Quart dice adiós al histórico horno de San José

Panel cerámico que formará parte del fondo municipal. / lp
Panel cerámico que formará parte del fondo municipal. / lp

Los propietarios donan al Ayuntamiento el panel cerámico

VANESSA HERNÁNDEZQUART.

Hay locales que resisten al paso del tiempo, establecimientos históricos que permanecerán vivos para siempre, donde sus miles de anécdotas nunca desaparecerán. Es el caso del horno más antiguo de Quart de Poblet; el horno de San José. Sus propietarios, Ofelia y Vicente, lo han mantenido abierto hasta que ha sido imposible continuar con el negocio.

«El horno de leña necesitaba una reparación y no podíamos afrontarla», indica Ofelia con decepción. Una situación que ha obligado a esta familia de horneros a vender el local centenario tan valorado por los vecinos de Quart. No obstante, los dueños antes de cerrar esta etapa gloriosa al frente de San José han querido donar algunos bienes patrimoniales al Ayuntamiento.

El más emblemático, sin duda, el panel cerámico de la fachada. Este cartel se elaboró artesanalmente a mitad del siglo XX, convirtiéndose en historia viva del municipio. «Tiene un gran valor patrimonial y sentimental para Quart, estamos muy agradecidos por esta donación», señalan desde el área de Patrimonio del Ayuntamiento. Otros de los enseres cedidos son las palas de horno, las básculas antiguas de cocina o algunas máquinas voluminosas de panadería.

Un acopio de materiales históricos que el Consistorio ha trasladado a las dependencias municipales con el objetivo de seguir los pasos oportunos para catalogar dichos bienes y poner en valor este acervo en desuso. «Primero tenemos que hacer un inventario y analizar las condiciones y el estado de conservación de los enseres», subrayan desde Patrimonio.

En este sentido, según fuentes municipales, la idea es poder exhibir este patrimonio histórico en el museo virtual, junto al resto de bienes culturales del municipio donde las piezas y documentos digitalizados podrán observarse de forma audiovisual.

Un proyecto que podrá ser desarrollado a través de Fondos Feder de la Unión Europea, indican. Una iniciativa que para Ofelia y Vicente significa inmortalizar de alguna manera su legado.

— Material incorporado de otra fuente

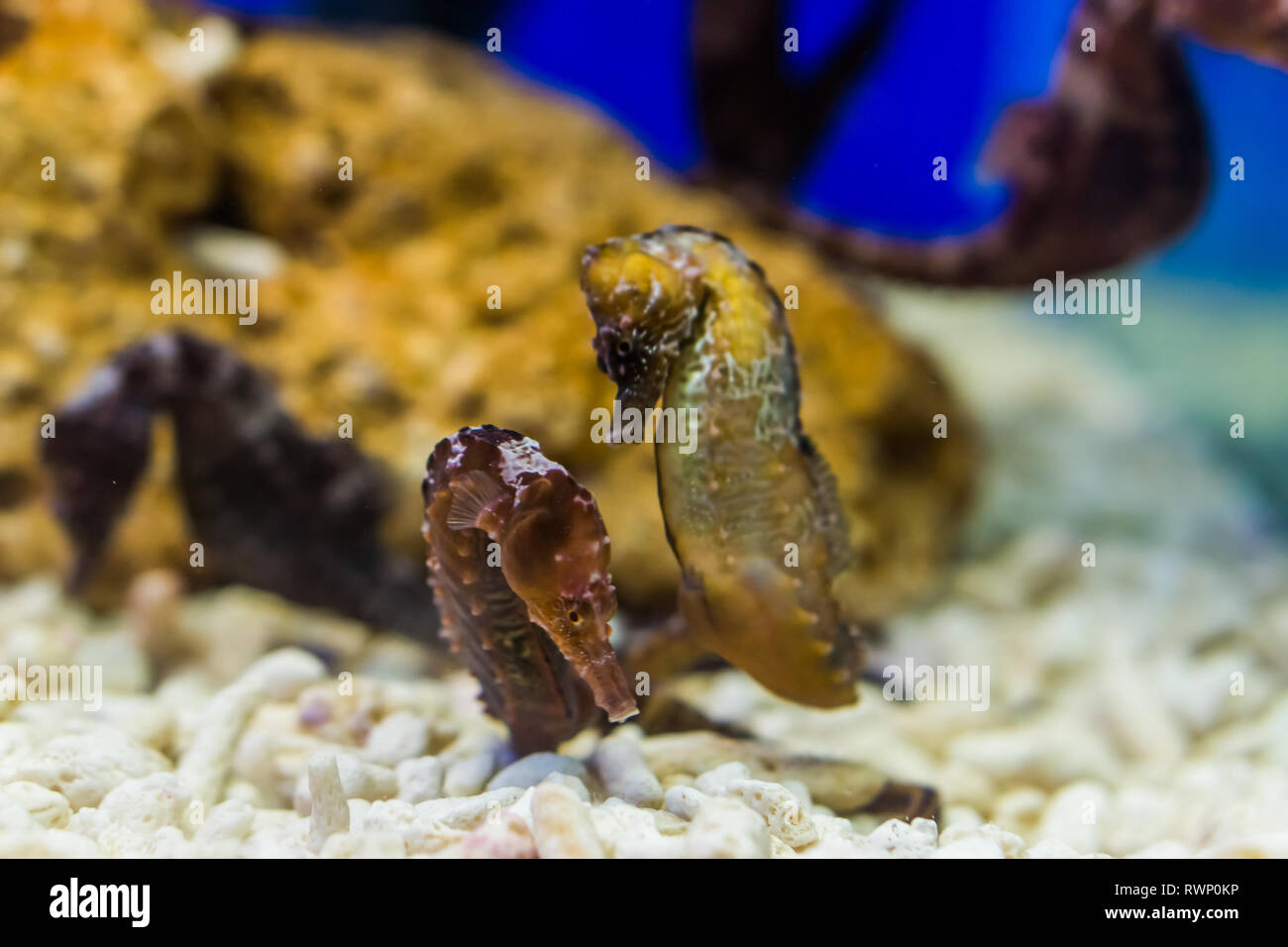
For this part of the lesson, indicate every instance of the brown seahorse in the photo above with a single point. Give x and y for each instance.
(519, 565)
(750, 506)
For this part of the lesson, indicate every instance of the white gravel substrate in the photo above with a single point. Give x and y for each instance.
(1136, 707)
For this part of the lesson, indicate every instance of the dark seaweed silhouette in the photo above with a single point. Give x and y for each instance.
(273, 508)
(1111, 163)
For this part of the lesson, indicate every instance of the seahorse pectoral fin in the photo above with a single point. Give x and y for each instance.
(473, 493)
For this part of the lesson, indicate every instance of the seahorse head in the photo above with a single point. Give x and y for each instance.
(644, 294)
(555, 556)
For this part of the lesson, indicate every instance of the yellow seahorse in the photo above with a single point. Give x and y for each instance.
(751, 508)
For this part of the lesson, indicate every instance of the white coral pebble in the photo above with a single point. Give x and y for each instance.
(778, 806)
(561, 823)
(47, 808)
(724, 827)
(619, 766)
(330, 812)
(84, 767)
(400, 736)
(279, 676)
(420, 780)
(900, 839)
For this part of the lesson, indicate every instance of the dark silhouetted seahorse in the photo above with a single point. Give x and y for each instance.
(751, 508)
(519, 566)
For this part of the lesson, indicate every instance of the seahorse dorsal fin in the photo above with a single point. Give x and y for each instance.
(472, 493)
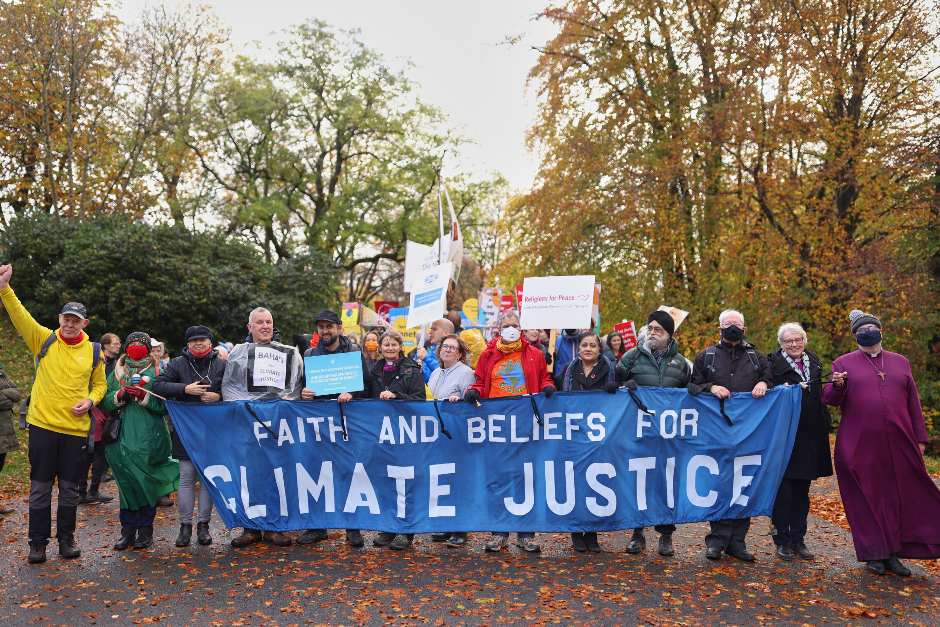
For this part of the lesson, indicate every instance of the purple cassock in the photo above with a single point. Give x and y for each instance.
(892, 504)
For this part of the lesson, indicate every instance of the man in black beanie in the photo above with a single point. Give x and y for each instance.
(656, 363)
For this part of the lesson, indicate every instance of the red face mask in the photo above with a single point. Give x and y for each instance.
(137, 351)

«Estos materiales son historia viva de Quart, forman parte de la esencia de nuestro horno», relata Ofelia. Sin duda, una triste noticia para todos los vecinos de la localidad, puesto que era un local muy querido por todos. «El pan de San José tenía un sabor y un aroma que nos recordaba a tiempos pasados», señala un cliente. «Sus tortas de pasas y nueces y sus roscones de Reyes eran inmejorables. Lo echaré de menos», señala otro vecino.

Desde los 14 años

Una aflicción que para Ofelia y Vicente se intensifica al pensar en todo lo que han vivido entre estas cuatro paredes. «Desde los 14 años me llevo dedicando a hornear pan, para mí ha sido mi vida y siempre nos hemos mantenido fieles a nuestra filosofía del pequeño artesano», agrega.

Una misión que consistía en mantener la idea tradicional de sus padres y de los anteriores dueños, la familia Coll Mollins. Según Ofelia, el objetivo siempre ha sido elaborar el pan de forma artesanal.

«Nosotros siempre hemos querido ofrecer a nuestros clientes un pan de calidad, pese a que el proceso es mucho más complejo que la producción hecha de manera industrial, que es la que predomina actualmente», relata. «Sólo espero que nuestro horno sea recordado siempre como un lugar emblemático de Quart», concluye.